Coping Strategies

Coping Strategies


People often come to a psychologist for fancy coping strategies.

And yes, whilst this is something that psychologists can help with, often people already know what they might need to help them cope. Sometimes, the process of questioning in therapy helps uncover this need. And sometimes, people already know very clearly, but feel stuck about how to create this in their lives.

If you haven’t thought about it explicitly:

What do you need to cope?

Or, What do you need to feel better or happier?

If you can identify your need, you can also begin working on ways to meet this need.

Even if it seems too hard or unachievable, there are often small or creative ways to bring this into your daily life, which can improve your coping and emotional state.

For example, if you would cope better with getting daily exercise but can’t see how you might fit this into your busy life: Write a list brainstorming 10 different ways you could fit in some type of small, daily exercise.

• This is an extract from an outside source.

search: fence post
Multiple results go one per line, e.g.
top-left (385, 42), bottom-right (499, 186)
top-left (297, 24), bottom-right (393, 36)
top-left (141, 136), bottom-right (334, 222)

Even if it’s not how you imagine it in your ideal world:

List all possible ideas without evaluation; the purpose is to be creative. (You’ll need to move away from the unachievable gym class that you can’t get to anyway, unless you’re brainstorming solutions as to how to get there!)

And somehow, within your list of 10 ideas, there will likely be several ideas that you can use most days.

Make a (written) plan to start using some of these steps- because even though they aren’t your ‘ideal’, something is better than nothing, particularly when it comes to improving your emotional state.

NB: Whilst I used exercise as an example here, your need could be absolutely anything. Happy brainstorming!